Il leader del Pd, a colloquio con il presidente Napolitano, ha parlato di "condizioni inaccettabili" per formare il nuovo governo.

ROMA. ROMA. Pierluigi Bersani sale al Quirinale senza i numeri ma il suo tentativo non può dirsi ancora fallito, semmai 'congelatò. Di fronte allo «stallo» che il leader del Pd denuncia nel colloquio di oltre un'ora e mezzo con Giorgio Napolitano, il meno 'notarilè dei Presidenti della storia repubblicana entra in partita direttamente e «senza indugio», per verificare con consultazioni lampo in 24 ore se questo stallo può essere superato, se c'è una soluzione più forte di quella prospettata dal leader Pd o se alla fine Bersani dovrà andare con un incarico pieno a cercare la fiducia in Parlamento.
Domani sera, o al più tardi sabato mattina, si capirà se e come Napolitano riuscirà a portare il Paese fuori dalle secche di questa crisi. Dopo «l'esito non risolutivo» del tentativo di Bersani, il Capo dello Stato si propone «senza indugio» di esperire «iniziative per gli sviluppi possibili del quadro politico-istituzionale».
Il leader del Pd, dopo aver accettato «con la massima determinazione» il preincarico, si ritrova dopo una settimana di consultazioni alla casella del via del gioco dell'oca. A Napolitano spiega le ragioni dello stallo: «difficoltà derivate da preclusioni e condizioni che non ho ritenuto accettabili», scandisce senza mai pronunciare la parola «rinuncia» (della quale non v'è traccia neppure nella nota del Quirinale, letta dal segretario generale Donato Marra). La partita, dunque, resta aperta ed è tutta nelle mani del Capo dello Stato. Bersani è ancora in campo e, finchè Napolitano non avrà verificato che non ci siano ipotesi più forti e soluzioni più solide, il suo nome resta.
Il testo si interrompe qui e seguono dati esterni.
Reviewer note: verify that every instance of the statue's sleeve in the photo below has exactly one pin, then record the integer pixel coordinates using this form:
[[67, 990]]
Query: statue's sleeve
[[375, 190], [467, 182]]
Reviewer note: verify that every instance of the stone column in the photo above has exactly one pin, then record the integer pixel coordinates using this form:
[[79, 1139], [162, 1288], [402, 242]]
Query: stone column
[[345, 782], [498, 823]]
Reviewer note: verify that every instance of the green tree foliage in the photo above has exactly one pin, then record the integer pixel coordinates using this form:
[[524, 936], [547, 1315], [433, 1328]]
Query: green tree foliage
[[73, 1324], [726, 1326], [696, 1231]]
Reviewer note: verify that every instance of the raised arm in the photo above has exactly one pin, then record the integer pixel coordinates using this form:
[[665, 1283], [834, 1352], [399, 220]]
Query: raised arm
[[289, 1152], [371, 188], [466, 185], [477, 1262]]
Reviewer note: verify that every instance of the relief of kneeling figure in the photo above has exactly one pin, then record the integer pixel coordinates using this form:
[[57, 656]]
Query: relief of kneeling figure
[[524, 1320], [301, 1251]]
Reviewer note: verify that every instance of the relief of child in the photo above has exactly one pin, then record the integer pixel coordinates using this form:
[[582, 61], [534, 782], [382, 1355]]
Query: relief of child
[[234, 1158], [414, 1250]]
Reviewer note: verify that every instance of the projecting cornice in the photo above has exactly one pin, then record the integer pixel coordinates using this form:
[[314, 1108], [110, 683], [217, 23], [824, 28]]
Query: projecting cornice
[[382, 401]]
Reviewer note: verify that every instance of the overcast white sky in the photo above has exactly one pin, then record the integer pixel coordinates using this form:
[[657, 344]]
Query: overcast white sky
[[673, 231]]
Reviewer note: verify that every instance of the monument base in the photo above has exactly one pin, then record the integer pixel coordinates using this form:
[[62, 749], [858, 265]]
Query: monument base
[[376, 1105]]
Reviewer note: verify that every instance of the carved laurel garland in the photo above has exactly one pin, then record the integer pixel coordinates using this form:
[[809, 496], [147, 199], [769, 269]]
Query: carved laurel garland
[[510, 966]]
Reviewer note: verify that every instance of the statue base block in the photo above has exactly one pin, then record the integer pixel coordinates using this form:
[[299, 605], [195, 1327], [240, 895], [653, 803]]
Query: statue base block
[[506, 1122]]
Intanto il Pdl si prepara ad aprire domani il giro delle consultazioni (potrebbe essere Berlusconi stesso a salire al Quirinale) portando a Napolitano la disponibilità alle larghe intese insieme alla pretesa che il suo successore al Colle sia una 'figura di garanzià. Di certo il Cavaliere ha dimostrato non solo di poter sedere al tavolo delle trattative, ma di poterlo fare in modo da determinarne le sorti.
Il Movimento 5 stelle di Grillo rompe ancora gli schemi lanciando oggi una provocazione: si può andare avanti anche senza un governo, il Parlamento può legiferare e fare una nuova legge elettorale. I montiani di Scelta Civica si affidano a loro volta con fiducia al Presidente della Repubblica, dopo aver fatto capire al mattino al leader del Pd che il loro appoggio era in bilico: «Non c'è la svolta da noi richiesta».
Delicatissima anche la partita che si gioca nel Pd, e soltanto rinviato, in attesa delle iniziative del Colle, il redde rationem tra chi punta alle larghe intese ed al governo del presidente e chi (come anche gli alleati di Sel) vuole l'incarico pieno al segretario.